Described tensimeter A(3) be arranged on described intermediate receptacle A(2) on; Described six-way valve is equipped with tensimeter B(6 on (5)); Described tensimeter C(8) be arranged on the described piston type intermediate receptacle (11), and described high-pressure gauge measuring device A (10) is connected with described piston type intermediate receptacle (11); Described tensimeter D(9) with described intermediate receptacle B(13) be connected; It is characterized in that:

The rock core rear end of described core holding unit is connected to be had one section metal tube (71) and is installed in heat radiator (72) on the metal tube (71);

In the connection of the top of described metal tube (71) heavy wall quartz ampoule (73) is arranged;

Pressurization and detection system are equipped with in the top of described heavy wall quartz ampoule (73), and pressure source is realized constant voltage by a backpressure pump (75);

Be socketed with the infrared radiation detection apparatus (74) that detects for bubble in described quartz ampoule (73) outside.

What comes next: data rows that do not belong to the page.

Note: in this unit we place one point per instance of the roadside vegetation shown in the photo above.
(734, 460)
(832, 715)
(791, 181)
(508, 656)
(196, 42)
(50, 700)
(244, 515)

2. the determinator for breakthrough pressure under rock sample simulated stratum conditions as claimed in claim 1 is characterized in that:

The wall thickness of described heavy wall quartz ampoule (73) is 2-6mm, and internal diameter is 4-12mm, and length is 4-12cm.

3. the determinator for breakthrough pressure under rock sample simulated stratum conditions as claimed in claim 2 is characterized in that:

The wall thickness of described heavy wall quartz ampoule (73) is 4mm, and internal diameter is 8mm, and length is 8cm.

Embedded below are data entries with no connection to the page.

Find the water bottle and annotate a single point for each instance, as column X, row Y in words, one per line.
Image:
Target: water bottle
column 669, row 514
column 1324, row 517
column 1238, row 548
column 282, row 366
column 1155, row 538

4. the determinator for breakthrough pressure under rock sample simulated stratum conditions as claimed in claim 3 is characterized in that:

Described heavy wall quartz ampoule (73) can bear the pressure of 10MPa and 200 ℃ temperature.

5. the determinator for breakthrough pressure under rock sample simulated stratum conditions as claimed in claim 1 is characterized in that:

Described infrared radiation detection apparatus (74) comprises bubble identification component and computer control and the register system that forms behind the acquisition and recording parts, gas breakthrough rock core of number of bubbles;

When in a single day infrared detector (74) identifies the bubble that forms behind the gas breakthrough rock core, test namely to come to an end, and automatically record experimental result.

6. the determinator for breakthrough pressure under rock sample simulated stratum conditions as claimed in claim 5 is characterized in that:

7. the determinator for breakthrough pressure under rock sample simulated stratum conditions as claimed in claim 6 is characterized in that:

Pressurization and the detection system of described heavy wall quartz ampoule (73) top are equipped with constant voltage gaging pressure table (76);

The front gas gauge (77) of rock core is installed on the pipeline of the rock core front end of described core holding unit.